Meeting with my friend Hakob Sargsyan, who has translated the Poetic Edda (Den eldre Edda) from Old Norse to Armenian …. – he will soon be on his way to translate the heroic poems of the Edda and the Prose Edda.
Poetic Edda is the modern attribution for an unnamed collection of Old Norse anonymous poems, which is different from the Edda written by Snorri Sturluson. Several versions exist, all primarily of text from the Icelandic medieval manuscript known as the Codex Regius.
The Codex Regius is arguably the most important extant source on Norse mythology and Germanic heroic legends. From the early 19th century onwards, it has had a powerful influence on later Scandinavian literatures. Not only by its stories, but also by the visionary force and the dramatic quality of many of the poems.
It has also become an inspiring model for many later innovations in poetic meter, particularly in Nordic languages, offering many varied examples of terse, stress-based metrical schemes that lack any final rhyme by instead using alliterative devices and strongly-concentrated imagery.

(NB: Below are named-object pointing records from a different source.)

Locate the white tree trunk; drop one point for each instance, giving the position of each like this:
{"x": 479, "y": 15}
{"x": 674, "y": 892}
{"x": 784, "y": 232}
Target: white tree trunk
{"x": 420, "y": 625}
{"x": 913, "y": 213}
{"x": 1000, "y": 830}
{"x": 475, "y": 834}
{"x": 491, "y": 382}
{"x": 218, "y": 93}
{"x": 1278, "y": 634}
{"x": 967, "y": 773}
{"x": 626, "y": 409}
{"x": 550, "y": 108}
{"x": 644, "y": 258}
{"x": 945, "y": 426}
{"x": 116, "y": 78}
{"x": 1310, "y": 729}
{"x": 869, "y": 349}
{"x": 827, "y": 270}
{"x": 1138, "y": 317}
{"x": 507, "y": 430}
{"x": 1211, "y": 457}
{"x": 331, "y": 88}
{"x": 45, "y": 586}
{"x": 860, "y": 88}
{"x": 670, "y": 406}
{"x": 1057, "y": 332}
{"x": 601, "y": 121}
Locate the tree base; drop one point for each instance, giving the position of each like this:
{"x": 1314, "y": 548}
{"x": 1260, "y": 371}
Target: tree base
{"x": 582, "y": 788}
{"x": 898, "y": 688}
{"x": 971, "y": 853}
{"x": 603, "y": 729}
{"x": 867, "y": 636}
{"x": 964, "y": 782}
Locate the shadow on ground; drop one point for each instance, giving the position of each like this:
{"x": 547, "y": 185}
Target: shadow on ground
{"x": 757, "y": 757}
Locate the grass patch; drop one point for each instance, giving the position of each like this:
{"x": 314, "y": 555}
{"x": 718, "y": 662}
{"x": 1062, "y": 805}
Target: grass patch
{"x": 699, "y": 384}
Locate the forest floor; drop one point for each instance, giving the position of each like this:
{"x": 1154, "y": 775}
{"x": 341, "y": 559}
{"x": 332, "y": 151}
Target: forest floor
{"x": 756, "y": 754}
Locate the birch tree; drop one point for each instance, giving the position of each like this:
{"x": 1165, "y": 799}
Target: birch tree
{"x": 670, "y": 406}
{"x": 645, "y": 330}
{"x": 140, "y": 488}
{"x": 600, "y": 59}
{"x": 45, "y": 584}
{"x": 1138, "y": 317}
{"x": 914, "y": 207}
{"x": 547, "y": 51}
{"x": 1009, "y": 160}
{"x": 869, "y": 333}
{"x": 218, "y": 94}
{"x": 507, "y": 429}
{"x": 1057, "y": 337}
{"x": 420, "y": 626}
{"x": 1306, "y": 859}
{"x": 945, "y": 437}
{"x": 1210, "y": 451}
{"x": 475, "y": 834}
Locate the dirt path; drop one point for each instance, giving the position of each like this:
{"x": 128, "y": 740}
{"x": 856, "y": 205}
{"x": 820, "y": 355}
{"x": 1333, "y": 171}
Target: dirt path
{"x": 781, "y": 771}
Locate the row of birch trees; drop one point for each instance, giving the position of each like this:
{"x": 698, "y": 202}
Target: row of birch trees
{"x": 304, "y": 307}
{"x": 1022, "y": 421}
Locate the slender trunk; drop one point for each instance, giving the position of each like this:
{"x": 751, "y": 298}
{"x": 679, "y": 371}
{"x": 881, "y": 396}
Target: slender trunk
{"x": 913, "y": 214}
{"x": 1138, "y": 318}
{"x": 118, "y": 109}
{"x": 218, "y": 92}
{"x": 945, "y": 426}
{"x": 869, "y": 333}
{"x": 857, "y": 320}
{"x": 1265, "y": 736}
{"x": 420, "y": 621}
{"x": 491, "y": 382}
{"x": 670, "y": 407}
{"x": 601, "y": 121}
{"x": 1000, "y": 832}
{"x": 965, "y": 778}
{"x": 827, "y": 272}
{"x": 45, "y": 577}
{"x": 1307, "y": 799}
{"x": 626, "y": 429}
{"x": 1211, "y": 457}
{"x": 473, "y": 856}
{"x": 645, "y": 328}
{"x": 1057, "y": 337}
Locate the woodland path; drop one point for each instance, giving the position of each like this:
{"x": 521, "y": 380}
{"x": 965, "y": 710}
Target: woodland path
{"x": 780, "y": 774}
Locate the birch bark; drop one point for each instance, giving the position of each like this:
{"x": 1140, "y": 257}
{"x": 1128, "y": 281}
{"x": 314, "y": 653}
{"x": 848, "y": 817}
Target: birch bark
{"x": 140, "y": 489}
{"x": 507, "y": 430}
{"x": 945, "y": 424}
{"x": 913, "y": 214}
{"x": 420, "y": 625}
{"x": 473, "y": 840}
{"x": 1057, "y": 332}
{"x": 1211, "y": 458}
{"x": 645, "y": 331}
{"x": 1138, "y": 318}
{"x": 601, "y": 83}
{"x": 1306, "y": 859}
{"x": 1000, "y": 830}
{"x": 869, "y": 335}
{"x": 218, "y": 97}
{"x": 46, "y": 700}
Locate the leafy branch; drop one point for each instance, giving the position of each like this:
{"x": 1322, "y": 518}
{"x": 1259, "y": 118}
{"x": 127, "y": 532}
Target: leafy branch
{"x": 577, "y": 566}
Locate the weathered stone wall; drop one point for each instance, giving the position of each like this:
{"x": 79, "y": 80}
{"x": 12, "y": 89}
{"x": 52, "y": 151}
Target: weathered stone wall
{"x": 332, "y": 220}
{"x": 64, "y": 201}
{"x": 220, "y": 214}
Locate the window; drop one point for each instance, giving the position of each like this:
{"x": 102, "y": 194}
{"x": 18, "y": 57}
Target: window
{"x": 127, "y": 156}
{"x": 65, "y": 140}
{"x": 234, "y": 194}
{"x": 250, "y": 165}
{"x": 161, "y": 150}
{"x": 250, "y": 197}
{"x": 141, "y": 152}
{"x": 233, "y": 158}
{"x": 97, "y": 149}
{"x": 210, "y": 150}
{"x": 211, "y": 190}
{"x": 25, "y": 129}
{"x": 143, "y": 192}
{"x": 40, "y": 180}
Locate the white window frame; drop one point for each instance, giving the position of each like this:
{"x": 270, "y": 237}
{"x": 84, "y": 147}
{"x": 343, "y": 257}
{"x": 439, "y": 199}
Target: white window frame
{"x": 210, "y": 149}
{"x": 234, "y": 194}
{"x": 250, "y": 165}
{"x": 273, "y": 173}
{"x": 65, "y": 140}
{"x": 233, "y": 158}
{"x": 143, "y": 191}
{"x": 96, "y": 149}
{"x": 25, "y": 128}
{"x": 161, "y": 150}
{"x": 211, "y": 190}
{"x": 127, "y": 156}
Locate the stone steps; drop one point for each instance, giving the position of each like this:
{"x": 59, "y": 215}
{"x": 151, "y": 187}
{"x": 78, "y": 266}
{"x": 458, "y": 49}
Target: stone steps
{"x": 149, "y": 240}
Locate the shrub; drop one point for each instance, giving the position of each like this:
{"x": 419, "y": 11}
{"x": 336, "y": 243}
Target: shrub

Poets who have acknowledged their debt to the Codex Regius include Vilhelm Ekelund, August Strindberg, J. R. R. Tolkien, Ezra Pound, Jorge Luis Borges, and Karin Boye.
Codex Regius was written during the 13th century, but nothing was known of its whereabouts until 1643, when it came into the possession of Brynjólfur Sveinsson, then Bishop of Skálholt. At the time, versions of the Edda were known in Iceland, but scholars speculated that there once was another Edda, an Elder Edda, which contained the pagan poems that Snorri quotes in his Edda.
When Codex Regius was discovered, it seemed that the speculation had proved, but modern scholarly research has shown that Edda was likely written first and the two were, at most, connected by a common source.
The Prose Edda, also known as the Younger Edda, Snorri’s Edda (Icelandic: Snorra Edda) or, historically, simply as Edda, is an Old Norse work of literature written in Iceland during the early 13th century.
The work is often assumed to have been written, or at least compiled, by the Icelandic scholar, lawspeaker, and historian Snorri Sturluson c. 1220. It is considered the fullest and most detailed source for modern knowledge of Germanic mythology.
The Prose Edda was originally referred to as simply Edda, but was later titled the Prose Edda in modern collections to distinguish it from the collections titled Poetic Edda that are largely based on Codex Regius, a collection of poetry composed after Edda in 13th century Iceland.
At that time, versions of the Edda were well known in Iceland, but scholars speculated that there once was an Elder Edda which contained the poems which Snorri quotes in his Edda.